He waited a short time for some reply; then he tried again to approach her window, but she turned away with a shrinking gesture, as if he would be degraded should his hands touch hers.

"No, no, no!" she cried in a stifled voice. "You think a thousand times too well of me. I--oh! there's nothing that less deserves to live, that is less able to endure life, than the wretched creature for whom you, self-sacrificing as you are,--but no, draw back your hand; you don't know whom you wish to raise."

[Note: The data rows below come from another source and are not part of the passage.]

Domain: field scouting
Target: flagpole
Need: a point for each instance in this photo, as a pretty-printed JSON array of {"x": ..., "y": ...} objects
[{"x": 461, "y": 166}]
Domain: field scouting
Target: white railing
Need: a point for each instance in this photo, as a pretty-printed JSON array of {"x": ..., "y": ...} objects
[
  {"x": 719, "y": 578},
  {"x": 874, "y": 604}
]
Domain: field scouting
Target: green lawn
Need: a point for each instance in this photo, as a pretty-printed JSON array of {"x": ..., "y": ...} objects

"Is it so?" he said quietly. Then we must call things by their right names, that we may understand each other. Statistics and public opinions unite in saying, that of all the women who arbitrarily seek to leave the world, nine-tenths seek death from misplaced affection, deceived, unrequited, or hopeless passion. Should your case be one of these, the common prejudices of the world cannot prevent me from placing my love at your disposal. I know you never can have done anything base, half way, contemptible, which alone could degrade you in my eyes, because it would destroy and give the lie to the image of you which I cherish in my heart. Even if a misplaced love had led you into the arms of an unworthy man, and indignant anguish at a piece of knavish treachery, devilish villainy--He suddenly paused, startled by the fixed, almost Medusa-like gaze, with which she looked him in the face.

"I thank you," she answered mournfully. "'Devilish villainy' the words are apt, very apt. It's only a pity that I can't tell you why they are so. But that--that no lips would utter, save in madness, and unfortunately madness will not yet come to me. Perhaps if I repeat the words over and over, reflect how well they apply--but no, Fate is not so compassionate! Into the mire with the worm, should it show any desire to crawl. But to crush it, to give it the death blow--ah no! that would be far too humane, too magnanimous for an adorable Providence. Fie, how bitter this earth taste becomes on the tongue!"

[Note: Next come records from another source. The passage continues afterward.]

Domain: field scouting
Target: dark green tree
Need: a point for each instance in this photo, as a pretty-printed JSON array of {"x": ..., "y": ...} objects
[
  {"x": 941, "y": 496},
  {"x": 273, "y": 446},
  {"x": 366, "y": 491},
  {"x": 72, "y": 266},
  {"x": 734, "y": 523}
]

She shuddered, then started from her straw chair as if some strange power had rudely shaken her. "Can you still remain!" she exclaimed. "Don't you feel that I must hate you more than any other human being, just because you have restored me to myself, hurled me back to the fate I thought I had escaped? It is such a refinement of mockery, that you should come with your kind, warm-hearted desire to aid me now, when there's nothing more to be saved. Ha! ha! ha! Perhaps if you stay here a little longer, madness may come. Then you would have rendered a service, which would atone for much. Won't you sit down? We'll have a little music--a few false notes more or less--pshaw, what will it matter? The harmony of the spheres will not be interrupted. Well? Don't you like the idea? Why are you silent?"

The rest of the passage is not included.